From 7fe60e59898bc39a9dfa693d0e3ea76e26c8ae47 Mon Sep 17 00:00:00 2001
From: Daniel Nephin <dnephin@hashicorp.com>
Date: Thu, 5 Aug 2021 18:38:06 -0400
Subject: [PATCH] telemetry: prevent stale values from cert monitors

Prometheus scrapes metrics from each process, so when leadership transfers to a different node
the previous leader would still be reporting the old cached value.

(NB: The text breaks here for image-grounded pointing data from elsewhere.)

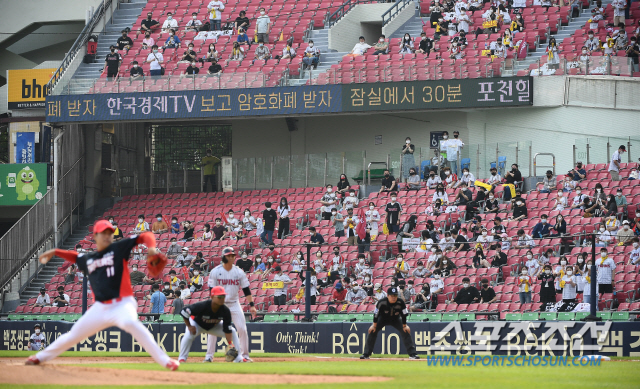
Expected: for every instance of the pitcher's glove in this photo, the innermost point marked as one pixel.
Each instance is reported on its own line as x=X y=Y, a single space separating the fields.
x=231 y=354
x=155 y=264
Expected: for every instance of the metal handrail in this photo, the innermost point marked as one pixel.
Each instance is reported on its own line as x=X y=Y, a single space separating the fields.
x=394 y=10
x=369 y=170
x=79 y=44
x=342 y=11
x=535 y=166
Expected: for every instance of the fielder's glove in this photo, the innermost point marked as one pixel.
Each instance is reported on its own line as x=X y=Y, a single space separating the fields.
x=231 y=354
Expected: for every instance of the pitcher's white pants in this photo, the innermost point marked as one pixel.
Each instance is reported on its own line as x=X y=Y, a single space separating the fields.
x=187 y=340
x=237 y=316
x=122 y=314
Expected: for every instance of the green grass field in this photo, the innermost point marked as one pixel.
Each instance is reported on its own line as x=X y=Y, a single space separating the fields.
x=618 y=373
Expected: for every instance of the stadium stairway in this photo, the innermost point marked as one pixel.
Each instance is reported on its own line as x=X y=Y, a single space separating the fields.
x=563 y=32
x=51 y=268
x=122 y=18
x=327 y=57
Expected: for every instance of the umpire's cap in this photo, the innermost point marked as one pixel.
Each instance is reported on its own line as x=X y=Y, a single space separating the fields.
x=218 y=291
x=228 y=250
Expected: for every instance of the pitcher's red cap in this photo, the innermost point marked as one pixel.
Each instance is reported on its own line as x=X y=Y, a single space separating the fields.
x=218 y=291
x=102 y=225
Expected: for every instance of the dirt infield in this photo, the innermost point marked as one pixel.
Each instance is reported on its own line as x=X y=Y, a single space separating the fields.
x=58 y=372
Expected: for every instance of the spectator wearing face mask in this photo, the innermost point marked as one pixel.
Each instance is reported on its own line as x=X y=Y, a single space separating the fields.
x=468 y=294
x=466 y=178
x=406 y=45
x=616 y=159
x=549 y=183
x=159 y=226
x=568 y=284
x=135 y=72
x=355 y=295
x=625 y=235
x=172 y=42
x=328 y=202
x=148 y=24
x=541 y=229
x=112 y=62
x=215 y=9
x=524 y=241
x=315 y=238
x=547 y=285
x=519 y=209
x=155 y=59
x=244 y=262
x=194 y=24
x=480 y=259
x=136 y=276
x=634 y=255
x=423 y=299
x=524 y=287
x=169 y=24
x=262 y=53
x=381 y=47
x=360 y=48
x=258 y=266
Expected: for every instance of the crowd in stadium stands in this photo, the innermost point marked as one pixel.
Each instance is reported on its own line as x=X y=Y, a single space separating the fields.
x=468 y=40
x=479 y=245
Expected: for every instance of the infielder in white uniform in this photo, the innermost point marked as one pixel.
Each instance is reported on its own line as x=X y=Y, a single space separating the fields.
x=232 y=279
x=37 y=341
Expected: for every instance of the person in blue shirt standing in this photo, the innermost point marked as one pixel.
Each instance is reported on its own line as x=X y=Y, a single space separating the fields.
x=158 y=300
x=541 y=230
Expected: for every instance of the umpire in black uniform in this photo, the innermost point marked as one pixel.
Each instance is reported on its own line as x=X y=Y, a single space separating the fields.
x=390 y=311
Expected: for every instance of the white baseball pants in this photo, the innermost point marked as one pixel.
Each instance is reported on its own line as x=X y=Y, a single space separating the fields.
x=187 y=340
x=122 y=314
x=237 y=316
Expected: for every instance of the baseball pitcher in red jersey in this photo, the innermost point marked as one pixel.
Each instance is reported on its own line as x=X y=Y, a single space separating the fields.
x=111 y=285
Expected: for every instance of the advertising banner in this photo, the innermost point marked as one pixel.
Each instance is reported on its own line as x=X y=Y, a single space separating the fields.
x=25 y=143
x=22 y=184
x=27 y=88
x=287 y=101
x=514 y=338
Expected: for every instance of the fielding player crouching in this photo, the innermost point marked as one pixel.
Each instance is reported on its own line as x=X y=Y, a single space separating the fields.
x=390 y=311
x=213 y=317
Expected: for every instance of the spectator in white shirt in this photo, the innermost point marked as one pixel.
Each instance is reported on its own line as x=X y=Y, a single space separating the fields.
x=311 y=56
x=170 y=23
x=616 y=158
x=194 y=24
x=263 y=26
x=43 y=299
x=467 y=178
x=603 y=237
x=155 y=59
x=440 y=194
x=360 y=48
x=433 y=180
x=413 y=181
x=215 y=9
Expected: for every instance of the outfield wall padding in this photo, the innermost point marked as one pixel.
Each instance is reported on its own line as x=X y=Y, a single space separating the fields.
x=554 y=338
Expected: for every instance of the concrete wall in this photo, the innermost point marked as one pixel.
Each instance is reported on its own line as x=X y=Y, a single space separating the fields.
x=12 y=17
x=403 y=16
x=344 y=34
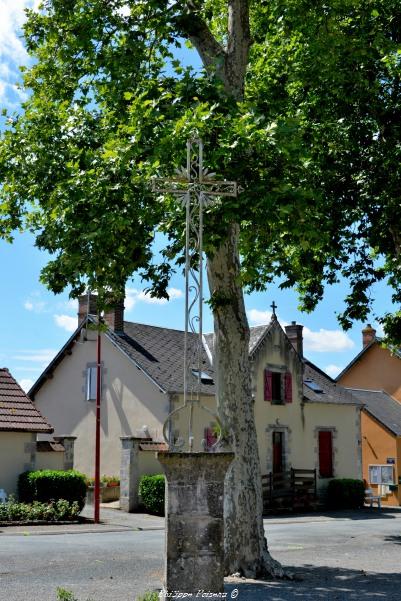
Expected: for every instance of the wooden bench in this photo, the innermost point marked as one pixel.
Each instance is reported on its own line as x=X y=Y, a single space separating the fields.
x=371 y=498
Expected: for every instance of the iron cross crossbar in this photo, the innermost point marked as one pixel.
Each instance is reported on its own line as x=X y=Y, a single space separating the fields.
x=194 y=186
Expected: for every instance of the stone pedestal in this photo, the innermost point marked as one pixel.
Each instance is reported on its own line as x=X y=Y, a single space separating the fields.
x=194 y=521
x=68 y=444
x=129 y=473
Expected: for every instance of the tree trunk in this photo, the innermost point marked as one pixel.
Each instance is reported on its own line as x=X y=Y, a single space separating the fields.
x=245 y=545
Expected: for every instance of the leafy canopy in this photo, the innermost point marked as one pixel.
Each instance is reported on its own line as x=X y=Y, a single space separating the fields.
x=314 y=141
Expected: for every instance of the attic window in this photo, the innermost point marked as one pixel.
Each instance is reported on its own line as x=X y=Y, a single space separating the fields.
x=204 y=377
x=314 y=386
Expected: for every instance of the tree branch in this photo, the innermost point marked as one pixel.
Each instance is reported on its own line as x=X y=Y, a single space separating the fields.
x=196 y=29
x=238 y=44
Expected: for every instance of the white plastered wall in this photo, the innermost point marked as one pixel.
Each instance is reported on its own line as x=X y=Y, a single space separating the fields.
x=129 y=402
x=300 y=421
x=17 y=454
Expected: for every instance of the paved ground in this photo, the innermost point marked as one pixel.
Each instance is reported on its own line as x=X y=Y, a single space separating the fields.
x=334 y=556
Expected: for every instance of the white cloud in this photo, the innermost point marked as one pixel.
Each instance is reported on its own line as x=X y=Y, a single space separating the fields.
x=327 y=341
x=43 y=356
x=321 y=341
x=26 y=384
x=132 y=296
x=34 y=302
x=12 y=49
x=333 y=370
x=66 y=322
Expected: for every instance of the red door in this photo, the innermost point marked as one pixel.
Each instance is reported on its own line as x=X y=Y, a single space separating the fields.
x=278 y=448
x=326 y=453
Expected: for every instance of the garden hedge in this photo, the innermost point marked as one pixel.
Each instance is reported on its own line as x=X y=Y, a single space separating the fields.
x=54 y=511
x=151 y=490
x=345 y=493
x=52 y=485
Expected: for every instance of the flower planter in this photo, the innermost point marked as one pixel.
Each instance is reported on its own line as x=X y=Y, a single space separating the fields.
x=107 y=493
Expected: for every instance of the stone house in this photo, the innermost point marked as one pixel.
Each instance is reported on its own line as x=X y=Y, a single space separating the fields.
x=374 y=376
x=20 y=423
x=304 y=419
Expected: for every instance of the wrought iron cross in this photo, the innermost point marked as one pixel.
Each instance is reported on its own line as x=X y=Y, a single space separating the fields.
x=195 y=188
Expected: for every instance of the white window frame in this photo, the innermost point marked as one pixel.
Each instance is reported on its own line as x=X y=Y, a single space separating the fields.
x=379 y=468
x=91 y=380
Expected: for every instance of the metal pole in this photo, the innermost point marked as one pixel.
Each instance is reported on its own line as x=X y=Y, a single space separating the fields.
x=97 y=434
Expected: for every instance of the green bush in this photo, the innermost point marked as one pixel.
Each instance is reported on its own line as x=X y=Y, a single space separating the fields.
x=54 y=511
x=345 y=493
x=151 y=490
x=52 y=485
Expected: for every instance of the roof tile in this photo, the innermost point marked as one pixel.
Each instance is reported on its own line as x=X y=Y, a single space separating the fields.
x=17 y=412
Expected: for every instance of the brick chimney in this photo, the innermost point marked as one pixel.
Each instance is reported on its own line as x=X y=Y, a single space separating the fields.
x=294 y=334
x=368 y=335
x=83 y=306
x=114 y=317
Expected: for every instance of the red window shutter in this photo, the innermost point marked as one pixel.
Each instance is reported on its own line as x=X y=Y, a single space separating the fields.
x=210 y=437
x=268 y=385
x=288 y=387
x=326 y=454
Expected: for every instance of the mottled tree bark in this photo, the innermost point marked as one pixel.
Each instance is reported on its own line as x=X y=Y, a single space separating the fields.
x=245 y=545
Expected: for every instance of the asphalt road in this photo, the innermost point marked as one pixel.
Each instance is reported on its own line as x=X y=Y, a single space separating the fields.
x=336 y=559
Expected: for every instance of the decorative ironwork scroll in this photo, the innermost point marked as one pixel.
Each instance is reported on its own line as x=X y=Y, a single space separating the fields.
x=195 y=189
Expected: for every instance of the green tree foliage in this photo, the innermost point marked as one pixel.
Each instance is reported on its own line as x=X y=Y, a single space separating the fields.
x=313 y=139
x=298 y=101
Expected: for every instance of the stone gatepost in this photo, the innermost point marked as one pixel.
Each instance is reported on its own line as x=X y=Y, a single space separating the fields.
x=129 y=473
x=194 y=521
x=68 y=444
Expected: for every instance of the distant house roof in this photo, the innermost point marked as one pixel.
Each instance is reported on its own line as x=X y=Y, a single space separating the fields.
x=376 y=340
x=382 y=407
x=17 y=412
x=320 y=388
x=158 y=352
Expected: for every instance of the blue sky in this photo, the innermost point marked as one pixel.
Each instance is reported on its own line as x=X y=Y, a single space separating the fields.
x=35 y=323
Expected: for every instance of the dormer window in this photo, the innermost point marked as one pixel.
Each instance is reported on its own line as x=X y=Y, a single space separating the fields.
x=313 y=386
x=277 y=387
x=204 y=377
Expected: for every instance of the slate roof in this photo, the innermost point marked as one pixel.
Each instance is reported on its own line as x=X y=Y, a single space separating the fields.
x=332 y=393
x=376 y=340
x=159 y=353
x=17 y=412
x=382 y=407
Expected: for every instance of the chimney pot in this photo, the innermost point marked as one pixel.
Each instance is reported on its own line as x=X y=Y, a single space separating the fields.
x=84 y=309
x=368 y=335
x=294 y=334
x=114 y=317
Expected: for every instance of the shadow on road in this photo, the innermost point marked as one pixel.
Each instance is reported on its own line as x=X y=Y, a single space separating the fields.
x=367 y=513
x=321 y=584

By setting NaN, I believe we should zero-out the value, so that prometheus should only consider the
value from the new leader.
---
 agent/consul/leader_metrics.go | 4 ++++
 1 file changed, 4 insertions(+)

diff --git a/agent/consul/leader_metrics.go b/agent/consul/leader_metrics.go
index 02a6c6d196..bb65d4dafa 100644
--- a/agent/consul/leader_metrics.go
+++ b/agent/consul/leader_metrics.go
@@ -5,6 +5,7 @@ import (
 	"crypto/x509"
 	"errors"
 	"fmt"
+	"math"
 	"strings"
 	"time"
 
@@ -156,6 +157,9 @@ func (m CertExpirationMonitor) Monitor(ctx context.Context) error {
 	for {
 		select {
 		case <-ctx.Done():
+			// "Zero-out" the metric on exit so that when prometheus scrapes this
+			// metric from a non-leader, it does not get a stale value.
+			metrics.SetGauge(m.Key, float32(math.NaN()))
 			return nil
 		case <-ticker.C:
 			fn()